The limousine driver’s wardrobe must be suitable for a professional driver. The business owner may shop for formal attire, such as tuxedos or suits, or contract out with a vendor for uniforms. If the clothing is custom-made or requires alteration, he may spend time getting fitted at a tailor’s shop. Dry cleaning pickup and other services related to attire, such as laundering and shoe-polishing, will take up some time during the workday, as will regular haircuts or manicures to maintain an impeccably groomed appearance.
Limousine business owners who also operate an independent car service will be busy for a good portion of time serving clients, taking them to meetings, airports, parties and other destinations. They may sit in traffic or park and wait for hours for the client to return to the car after an event.
Presentation and Vehicle Maintenance
Presentation of the vehicle is important in the luxury service industry, and celebrities and other high-end clientele have high expectations and often demand special consideration. If the driver doesn’t have the time to carefully clean the vehicle himself, he must make contact with a car wash or auto detailing service to provide the client a freshly-vacuumed and litter-free ride. The exterior and trunk must also be impeccable. The limousine owner must ensure that amenities, such as Internet or phone service, are in good working condition. He may need to troubleshoot electronics or adjust the interior lights to provide a warm and inviting atmosphere. Music must be selected, prepared and changed according to the wishes of the client. Glassware must be clean and the interior temperature must be suitable for the time of year. The limousine driver or business owner may take the car in for repairs or schedule routine service, such as tire care or oil changes. He must make arrangements with towing services in the event of an accident or breakdown. And since limousines aren’t economy vehicles, the limousine owner may also spend a good bit of time at the pump, depending on the miles driven during the day.
A busy limousine service owner must spend time on Internet mapping sites or entering data into his car’s GPS to schedule his route in advance. A good limousine driver is familiar with the most-efficient routes in his service area and he must spend some time familiarizing himself with frequently requested destinations, such as hotels, airports or restaurants, according to the U.S. Bureau of Labor Statistics. Map-making is especially important in the event of a breakdown. It’s important to know the closest tow or repair service to minimize downtime, suggests Jim Luff of LCT Magazine.
Marketing and Market Analysis
Marketing is a must for any business, and the limousine business is no exception. The business owner must spend part of his workday — although maybe not every day — defining his target audience and understanding the market segmentation. For example, does he cater to the wedding or prom crowd, or does he want to cater exclusively to the hotel industry or airport visitors? If he wants to specialize, he must undertake marketing analysis to find prospective customers, then create a marketing plan to attack those goals. Marketing efforts may require designing an ad or logo, reaching out to bridal stores or tuxedo rental establishments, or networking with affiliates, advises Luff.

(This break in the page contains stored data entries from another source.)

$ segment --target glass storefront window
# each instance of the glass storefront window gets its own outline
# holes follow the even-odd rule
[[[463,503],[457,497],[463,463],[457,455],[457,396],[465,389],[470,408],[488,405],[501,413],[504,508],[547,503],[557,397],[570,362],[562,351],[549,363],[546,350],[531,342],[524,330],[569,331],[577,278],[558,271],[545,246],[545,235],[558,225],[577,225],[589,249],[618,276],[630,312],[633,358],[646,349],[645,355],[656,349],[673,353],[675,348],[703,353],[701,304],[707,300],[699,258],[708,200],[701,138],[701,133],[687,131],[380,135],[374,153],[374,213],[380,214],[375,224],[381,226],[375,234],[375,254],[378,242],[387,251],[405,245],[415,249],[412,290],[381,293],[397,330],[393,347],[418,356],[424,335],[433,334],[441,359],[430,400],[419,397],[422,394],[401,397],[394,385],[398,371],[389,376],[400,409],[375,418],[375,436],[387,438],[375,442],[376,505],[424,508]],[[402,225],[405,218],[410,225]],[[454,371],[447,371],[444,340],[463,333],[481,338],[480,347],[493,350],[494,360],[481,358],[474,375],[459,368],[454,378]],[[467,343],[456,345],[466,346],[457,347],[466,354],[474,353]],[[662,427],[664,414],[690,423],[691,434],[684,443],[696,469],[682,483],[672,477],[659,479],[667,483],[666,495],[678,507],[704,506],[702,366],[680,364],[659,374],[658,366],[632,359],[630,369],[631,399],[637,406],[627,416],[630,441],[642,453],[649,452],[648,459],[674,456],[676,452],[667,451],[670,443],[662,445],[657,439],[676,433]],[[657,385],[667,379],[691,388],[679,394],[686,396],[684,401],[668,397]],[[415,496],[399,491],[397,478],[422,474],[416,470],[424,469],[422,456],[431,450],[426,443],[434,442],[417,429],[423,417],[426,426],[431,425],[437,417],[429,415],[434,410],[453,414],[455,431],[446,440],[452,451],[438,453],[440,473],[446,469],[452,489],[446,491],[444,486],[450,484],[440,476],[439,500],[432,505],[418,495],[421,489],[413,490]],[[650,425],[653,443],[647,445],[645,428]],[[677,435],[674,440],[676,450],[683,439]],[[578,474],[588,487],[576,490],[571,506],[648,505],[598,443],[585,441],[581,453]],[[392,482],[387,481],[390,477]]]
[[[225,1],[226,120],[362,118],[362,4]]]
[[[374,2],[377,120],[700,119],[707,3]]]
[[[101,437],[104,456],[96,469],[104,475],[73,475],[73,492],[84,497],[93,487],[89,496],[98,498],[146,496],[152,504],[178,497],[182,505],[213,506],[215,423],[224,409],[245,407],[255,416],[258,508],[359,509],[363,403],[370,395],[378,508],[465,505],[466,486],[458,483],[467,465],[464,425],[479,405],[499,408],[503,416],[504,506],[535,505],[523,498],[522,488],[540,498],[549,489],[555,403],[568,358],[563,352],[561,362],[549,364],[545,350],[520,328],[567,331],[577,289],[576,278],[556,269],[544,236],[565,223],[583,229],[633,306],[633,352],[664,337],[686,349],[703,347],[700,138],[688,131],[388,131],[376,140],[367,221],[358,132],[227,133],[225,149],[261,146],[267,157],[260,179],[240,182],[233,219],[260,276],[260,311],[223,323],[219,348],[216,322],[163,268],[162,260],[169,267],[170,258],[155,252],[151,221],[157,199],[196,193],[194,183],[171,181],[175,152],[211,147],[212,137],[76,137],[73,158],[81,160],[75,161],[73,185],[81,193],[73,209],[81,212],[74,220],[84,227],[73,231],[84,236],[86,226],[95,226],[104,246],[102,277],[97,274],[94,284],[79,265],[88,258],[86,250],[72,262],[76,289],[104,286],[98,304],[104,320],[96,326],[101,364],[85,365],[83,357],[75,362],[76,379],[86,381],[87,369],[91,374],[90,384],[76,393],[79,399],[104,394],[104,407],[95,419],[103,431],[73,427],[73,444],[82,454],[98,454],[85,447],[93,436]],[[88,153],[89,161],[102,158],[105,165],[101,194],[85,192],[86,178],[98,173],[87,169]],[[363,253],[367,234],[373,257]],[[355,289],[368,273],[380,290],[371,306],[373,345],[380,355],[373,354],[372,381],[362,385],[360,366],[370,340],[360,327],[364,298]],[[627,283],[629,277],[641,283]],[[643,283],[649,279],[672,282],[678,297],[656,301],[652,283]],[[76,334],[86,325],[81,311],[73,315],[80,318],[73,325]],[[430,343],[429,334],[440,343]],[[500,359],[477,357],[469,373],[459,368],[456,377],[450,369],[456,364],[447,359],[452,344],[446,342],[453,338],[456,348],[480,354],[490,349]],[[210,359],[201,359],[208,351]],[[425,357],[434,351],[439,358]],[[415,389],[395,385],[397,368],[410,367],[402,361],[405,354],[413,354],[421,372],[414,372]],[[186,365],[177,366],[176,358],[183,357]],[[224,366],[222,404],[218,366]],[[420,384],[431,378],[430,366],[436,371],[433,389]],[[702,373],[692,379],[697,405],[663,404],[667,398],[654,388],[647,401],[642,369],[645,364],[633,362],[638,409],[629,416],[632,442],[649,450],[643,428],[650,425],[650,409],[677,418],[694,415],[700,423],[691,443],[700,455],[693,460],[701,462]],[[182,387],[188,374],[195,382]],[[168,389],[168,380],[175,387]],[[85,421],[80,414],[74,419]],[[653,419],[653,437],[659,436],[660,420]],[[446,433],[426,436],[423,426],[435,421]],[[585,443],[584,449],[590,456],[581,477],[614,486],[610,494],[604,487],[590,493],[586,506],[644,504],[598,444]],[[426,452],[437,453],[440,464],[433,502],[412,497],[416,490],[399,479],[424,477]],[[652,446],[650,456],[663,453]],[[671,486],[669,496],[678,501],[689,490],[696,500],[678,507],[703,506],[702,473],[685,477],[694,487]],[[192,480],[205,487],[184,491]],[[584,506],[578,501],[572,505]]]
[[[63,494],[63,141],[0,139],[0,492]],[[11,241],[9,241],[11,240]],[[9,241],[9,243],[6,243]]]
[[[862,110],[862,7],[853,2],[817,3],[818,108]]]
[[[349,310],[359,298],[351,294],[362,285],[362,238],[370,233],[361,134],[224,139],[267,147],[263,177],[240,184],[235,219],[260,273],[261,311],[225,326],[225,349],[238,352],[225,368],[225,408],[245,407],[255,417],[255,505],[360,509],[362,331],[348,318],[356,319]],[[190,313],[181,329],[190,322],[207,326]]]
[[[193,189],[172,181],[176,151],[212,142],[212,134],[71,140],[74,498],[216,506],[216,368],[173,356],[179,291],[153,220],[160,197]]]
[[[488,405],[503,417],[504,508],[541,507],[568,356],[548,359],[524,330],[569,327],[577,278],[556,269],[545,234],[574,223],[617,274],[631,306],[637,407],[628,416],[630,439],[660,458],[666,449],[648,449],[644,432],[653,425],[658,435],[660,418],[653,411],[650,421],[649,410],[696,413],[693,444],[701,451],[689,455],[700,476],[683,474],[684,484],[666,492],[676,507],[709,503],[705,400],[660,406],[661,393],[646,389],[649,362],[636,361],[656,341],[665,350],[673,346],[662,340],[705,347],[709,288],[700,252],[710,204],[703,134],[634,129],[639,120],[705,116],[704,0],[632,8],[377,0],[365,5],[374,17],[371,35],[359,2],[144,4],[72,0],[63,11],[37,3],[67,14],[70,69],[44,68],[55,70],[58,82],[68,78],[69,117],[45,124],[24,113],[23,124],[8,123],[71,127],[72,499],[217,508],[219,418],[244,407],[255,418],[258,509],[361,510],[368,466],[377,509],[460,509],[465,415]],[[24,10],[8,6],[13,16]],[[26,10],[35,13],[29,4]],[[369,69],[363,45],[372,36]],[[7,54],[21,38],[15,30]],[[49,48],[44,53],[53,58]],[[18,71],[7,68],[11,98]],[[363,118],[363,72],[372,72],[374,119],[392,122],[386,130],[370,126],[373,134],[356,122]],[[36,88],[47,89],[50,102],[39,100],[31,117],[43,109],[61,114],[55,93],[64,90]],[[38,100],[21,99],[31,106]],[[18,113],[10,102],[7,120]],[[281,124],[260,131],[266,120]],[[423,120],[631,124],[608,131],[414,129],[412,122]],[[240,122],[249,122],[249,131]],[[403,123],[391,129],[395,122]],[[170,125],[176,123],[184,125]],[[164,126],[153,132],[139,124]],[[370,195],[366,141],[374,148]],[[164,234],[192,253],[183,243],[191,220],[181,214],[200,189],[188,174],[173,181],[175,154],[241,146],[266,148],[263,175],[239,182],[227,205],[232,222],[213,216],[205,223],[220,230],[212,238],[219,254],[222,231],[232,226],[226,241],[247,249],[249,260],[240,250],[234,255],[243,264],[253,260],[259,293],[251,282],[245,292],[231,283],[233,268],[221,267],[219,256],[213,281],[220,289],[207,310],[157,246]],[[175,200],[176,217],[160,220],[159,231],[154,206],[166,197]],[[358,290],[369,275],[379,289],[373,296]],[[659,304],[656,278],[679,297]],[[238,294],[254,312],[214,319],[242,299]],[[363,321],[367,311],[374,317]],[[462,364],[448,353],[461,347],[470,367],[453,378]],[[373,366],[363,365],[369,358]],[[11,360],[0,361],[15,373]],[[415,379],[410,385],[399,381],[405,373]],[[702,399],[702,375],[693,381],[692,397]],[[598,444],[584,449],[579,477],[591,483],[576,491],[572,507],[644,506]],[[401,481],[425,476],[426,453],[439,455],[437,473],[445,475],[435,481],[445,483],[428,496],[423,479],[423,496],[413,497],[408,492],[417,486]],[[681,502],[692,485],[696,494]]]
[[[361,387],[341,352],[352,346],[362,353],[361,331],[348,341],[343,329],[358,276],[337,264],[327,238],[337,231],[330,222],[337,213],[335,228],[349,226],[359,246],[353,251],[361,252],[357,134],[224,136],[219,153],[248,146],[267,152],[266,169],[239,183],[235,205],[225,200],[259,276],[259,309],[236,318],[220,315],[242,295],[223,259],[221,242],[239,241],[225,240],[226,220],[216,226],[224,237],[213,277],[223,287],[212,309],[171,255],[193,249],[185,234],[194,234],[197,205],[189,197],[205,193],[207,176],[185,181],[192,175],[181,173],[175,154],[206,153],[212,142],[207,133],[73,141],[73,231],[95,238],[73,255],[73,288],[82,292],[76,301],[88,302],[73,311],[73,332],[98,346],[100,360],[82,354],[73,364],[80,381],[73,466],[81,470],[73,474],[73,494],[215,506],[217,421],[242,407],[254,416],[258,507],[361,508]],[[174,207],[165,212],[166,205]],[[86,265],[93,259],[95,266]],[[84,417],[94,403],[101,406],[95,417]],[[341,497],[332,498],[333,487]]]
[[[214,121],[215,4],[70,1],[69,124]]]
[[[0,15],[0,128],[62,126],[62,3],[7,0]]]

If the operation has more than one car and driver in service, the business owner will have personnel duties to attend to during the day. This may include interviewing and hiring, vacation pay, dealing with benefits and services or reprimanding or discharging personnel.
Accounting and Finance Duties
A limousine business owner must deal with his assets and liabilities. Accounts receivable and accounts payable functions can take up a good chunk of time during the workday. There are vendors to pay, checks to prepare, car leases to pay, licenses and registrations to buy, and payroll to fulfill. In addition, money from fares must be deposited at the bank on a daily basis.
Shopping and Vendor Negotiation
Many limousines stock a full bar for the convenience of the customer, which calls for shopping for beverages, such as coffee, tea or champagne. Special champagne flutes or other bar ware must be kept on hand, and the driver must maintain property inventory. The limousine business owner may spend time on the phone or Internet negotiating deals with a linen service or liquor distributor, or shop around for the best price for his insurance needs.
Dispatch and Scheduling
The limousine business owner must answer calls for service. He will spend some time during the workday organizing these requests and dispatching limousines for transporting guests to their destinations.
Ongoing Education and Licensing
During a lull, a limousine business owner may wish to engage in ongoing education through the use of trade magazines, newspapers or service industry newsletters. There are future events to consider or policies and procedures that need reviewing. The limousine driver must also stay abreast of any changes to federal or state regulations and keep his driver’s license and Class E chauffeur’s license current, which may entail spending time at the Department of Motor Vehicles, according to Old Market Limousine Service.
The driver or business owner must document the mileage from the beginning to the end of each trip. This is important for tax purposes and helpful in assessing overhead costs. All vehicle incidents; for example, any damages or accidents, need to be reported, as do injuries to self or client. Time jotting down notes in a logbook can add up.